Pero la pareja se hizo legión y el pequeño escenario del patio de la Sala Milwaukee terminó con cuatro señores dando cuenta de su estabilidad y su resistencia: batería con escobillas, bajo, guitarra eléctrica y acústica.

Sleet, de The Guinea Pig, justificó tanto jaleo. Un tema tremendo, de arranque velvetiano, que recala en los mejores momentos de un Bill Callahan o un Vic Chesnutt para terminar convirtiéndose en algo complejo, original y hermoso. Para mí, lo más destacado de Errea (y posiblemente de la noche).

Siguió Pablo con I don't understand (otra burrada de canción) para que a renglón seguido Rododendro volviese a hacerse con la voz y ofreciese, tras la diminuta y bellísima Tiny, una de las canciones más aplaudidas de la noche: Prince Of Persia, un tema en el que Pedro muestra que no sólo es un gran guitarrista y un muy buen cantante, sino que sobre todo es un tipo dotado de una imaginación desbordante.

Prince Of Persia es una tonada de corte andalusí en la que la guitarra pop o blues deja paso a una guitarra de corte clásico llena de arpegios y variaciones desconcertantes. La voz habitualmente íntima de Pedro tira por los cerros de Úbeda y se torna moruna, dando lugar a una canción-embrujo que arrancó la ovación más consistente de la velada.

A todo esto, la formación sobre el escenario no dejó de variar ni un instante.

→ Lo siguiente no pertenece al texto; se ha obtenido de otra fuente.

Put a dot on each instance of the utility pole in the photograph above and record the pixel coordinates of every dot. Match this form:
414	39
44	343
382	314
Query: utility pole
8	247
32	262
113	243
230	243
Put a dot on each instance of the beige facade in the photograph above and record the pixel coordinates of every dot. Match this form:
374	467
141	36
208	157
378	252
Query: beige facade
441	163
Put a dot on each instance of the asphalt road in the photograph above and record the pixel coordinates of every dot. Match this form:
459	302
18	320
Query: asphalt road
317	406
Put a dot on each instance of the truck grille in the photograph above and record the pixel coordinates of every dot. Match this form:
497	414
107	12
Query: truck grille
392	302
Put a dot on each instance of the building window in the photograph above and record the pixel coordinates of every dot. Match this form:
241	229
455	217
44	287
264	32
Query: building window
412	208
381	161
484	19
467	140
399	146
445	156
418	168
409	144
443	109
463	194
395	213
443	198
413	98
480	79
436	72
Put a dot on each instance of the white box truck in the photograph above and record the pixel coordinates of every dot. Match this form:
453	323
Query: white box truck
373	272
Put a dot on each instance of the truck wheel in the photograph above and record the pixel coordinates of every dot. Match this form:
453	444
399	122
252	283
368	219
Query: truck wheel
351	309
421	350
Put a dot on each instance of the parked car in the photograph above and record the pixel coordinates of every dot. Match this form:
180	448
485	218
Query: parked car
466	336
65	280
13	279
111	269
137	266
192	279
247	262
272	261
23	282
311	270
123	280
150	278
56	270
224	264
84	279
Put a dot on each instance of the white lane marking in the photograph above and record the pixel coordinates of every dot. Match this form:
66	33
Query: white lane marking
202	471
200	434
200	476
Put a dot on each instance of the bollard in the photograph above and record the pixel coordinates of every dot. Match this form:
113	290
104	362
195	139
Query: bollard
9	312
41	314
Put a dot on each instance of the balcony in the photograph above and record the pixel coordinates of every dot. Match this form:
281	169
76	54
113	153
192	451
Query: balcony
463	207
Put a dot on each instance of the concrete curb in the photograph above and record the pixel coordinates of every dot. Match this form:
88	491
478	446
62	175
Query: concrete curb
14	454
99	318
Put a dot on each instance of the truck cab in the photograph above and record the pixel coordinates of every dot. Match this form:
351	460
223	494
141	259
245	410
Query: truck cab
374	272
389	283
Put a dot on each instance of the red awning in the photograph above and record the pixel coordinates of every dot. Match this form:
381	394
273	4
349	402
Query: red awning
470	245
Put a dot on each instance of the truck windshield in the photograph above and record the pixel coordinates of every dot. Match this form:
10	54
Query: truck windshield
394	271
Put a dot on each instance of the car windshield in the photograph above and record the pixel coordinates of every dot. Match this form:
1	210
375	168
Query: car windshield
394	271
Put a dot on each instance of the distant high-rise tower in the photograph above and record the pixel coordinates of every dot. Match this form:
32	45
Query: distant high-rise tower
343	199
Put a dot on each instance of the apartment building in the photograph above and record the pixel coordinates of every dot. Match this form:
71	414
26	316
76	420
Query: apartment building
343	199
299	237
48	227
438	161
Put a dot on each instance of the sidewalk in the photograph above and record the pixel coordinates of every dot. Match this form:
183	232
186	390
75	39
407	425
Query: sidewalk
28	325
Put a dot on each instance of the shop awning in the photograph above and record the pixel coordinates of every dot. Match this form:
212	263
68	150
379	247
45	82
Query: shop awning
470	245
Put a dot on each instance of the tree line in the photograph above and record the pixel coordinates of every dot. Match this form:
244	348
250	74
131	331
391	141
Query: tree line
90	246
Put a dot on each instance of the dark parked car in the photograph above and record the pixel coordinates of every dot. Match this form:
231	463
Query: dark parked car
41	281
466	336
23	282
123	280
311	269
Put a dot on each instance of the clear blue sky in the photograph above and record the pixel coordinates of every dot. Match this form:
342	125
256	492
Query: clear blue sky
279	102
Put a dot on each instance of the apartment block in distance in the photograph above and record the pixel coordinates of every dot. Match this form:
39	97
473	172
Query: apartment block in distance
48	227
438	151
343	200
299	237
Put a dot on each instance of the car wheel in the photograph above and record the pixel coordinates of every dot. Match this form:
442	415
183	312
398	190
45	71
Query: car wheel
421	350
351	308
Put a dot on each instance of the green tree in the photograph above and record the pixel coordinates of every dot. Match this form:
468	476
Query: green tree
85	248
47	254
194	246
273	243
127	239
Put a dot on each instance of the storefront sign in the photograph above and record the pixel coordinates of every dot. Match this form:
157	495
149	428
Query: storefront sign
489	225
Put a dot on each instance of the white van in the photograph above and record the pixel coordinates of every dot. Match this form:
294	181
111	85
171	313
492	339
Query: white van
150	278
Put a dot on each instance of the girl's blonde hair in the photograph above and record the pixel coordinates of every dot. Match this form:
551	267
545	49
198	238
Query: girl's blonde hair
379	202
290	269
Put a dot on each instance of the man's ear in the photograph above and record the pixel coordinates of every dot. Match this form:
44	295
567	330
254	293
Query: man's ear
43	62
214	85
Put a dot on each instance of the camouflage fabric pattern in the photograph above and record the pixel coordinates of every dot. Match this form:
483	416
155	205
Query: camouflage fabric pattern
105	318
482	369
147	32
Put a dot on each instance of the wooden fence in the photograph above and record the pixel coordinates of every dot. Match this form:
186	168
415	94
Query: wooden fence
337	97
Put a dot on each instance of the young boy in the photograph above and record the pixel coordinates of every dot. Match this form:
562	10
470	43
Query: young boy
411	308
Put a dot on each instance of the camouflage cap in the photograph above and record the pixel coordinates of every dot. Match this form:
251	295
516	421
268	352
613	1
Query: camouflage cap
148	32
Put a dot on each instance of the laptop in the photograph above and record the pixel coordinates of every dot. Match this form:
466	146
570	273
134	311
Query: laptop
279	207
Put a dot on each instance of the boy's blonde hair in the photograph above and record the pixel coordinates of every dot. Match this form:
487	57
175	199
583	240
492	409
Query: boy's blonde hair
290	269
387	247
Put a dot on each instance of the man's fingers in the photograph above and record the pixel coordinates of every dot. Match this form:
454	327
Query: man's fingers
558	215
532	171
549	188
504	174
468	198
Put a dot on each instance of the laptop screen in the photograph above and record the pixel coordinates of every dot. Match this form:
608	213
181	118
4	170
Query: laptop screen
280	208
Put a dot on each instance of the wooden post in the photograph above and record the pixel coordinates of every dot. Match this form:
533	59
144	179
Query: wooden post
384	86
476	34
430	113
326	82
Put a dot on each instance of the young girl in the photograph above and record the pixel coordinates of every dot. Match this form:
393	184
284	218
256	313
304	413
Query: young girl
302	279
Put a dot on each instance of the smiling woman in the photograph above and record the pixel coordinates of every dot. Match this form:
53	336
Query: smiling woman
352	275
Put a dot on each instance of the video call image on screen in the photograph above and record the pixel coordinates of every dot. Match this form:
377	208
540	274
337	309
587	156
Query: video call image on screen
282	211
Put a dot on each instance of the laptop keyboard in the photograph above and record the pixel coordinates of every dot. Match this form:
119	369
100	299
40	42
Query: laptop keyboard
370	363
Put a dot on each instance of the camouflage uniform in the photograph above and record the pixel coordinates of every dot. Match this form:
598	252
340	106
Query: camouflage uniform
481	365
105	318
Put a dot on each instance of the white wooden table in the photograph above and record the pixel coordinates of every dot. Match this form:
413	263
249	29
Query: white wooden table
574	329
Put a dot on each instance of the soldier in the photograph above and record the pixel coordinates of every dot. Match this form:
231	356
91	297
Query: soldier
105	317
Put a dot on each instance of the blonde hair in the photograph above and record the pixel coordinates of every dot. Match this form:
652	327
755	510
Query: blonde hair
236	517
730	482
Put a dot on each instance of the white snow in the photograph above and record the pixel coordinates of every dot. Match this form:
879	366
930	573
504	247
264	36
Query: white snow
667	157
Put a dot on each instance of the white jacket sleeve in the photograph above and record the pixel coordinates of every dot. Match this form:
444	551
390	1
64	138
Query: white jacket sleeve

Los músicos se intercambiaban los instrumentos como niños que intercambian sugus, y hasta Goli, amigo de sendas bandas y cantante, se subió al escenario para tomar cierto protagonismo en I love her so.

Pablo Errea volvió a la carga con una versión popera del Tunel de Vic Chesnutt y terminó de secuestrar emocionalmente al que esto escribe con Mistery Train, que me recordó muchísimo al George Harrison de All Things Must Pass.

Hacia los tres cuartos de hora de concierto, el patio de la Sala Milwaukee estaba prácticamente lleno (con ilustres como Paco Loco o Bigott), y los aplausos y las ovaciones crecían mientras los músicos tiraban cada vez más hacia rutas salvajes y nada intimistas.

Al final del concierto los intérpretes decidieron salirse del guión y la improvisación y las imprecaciones musicales convirtieron aquello en un barullo vibrante y divertido que parecía un batido de Van Morrison y The Velvet Underground.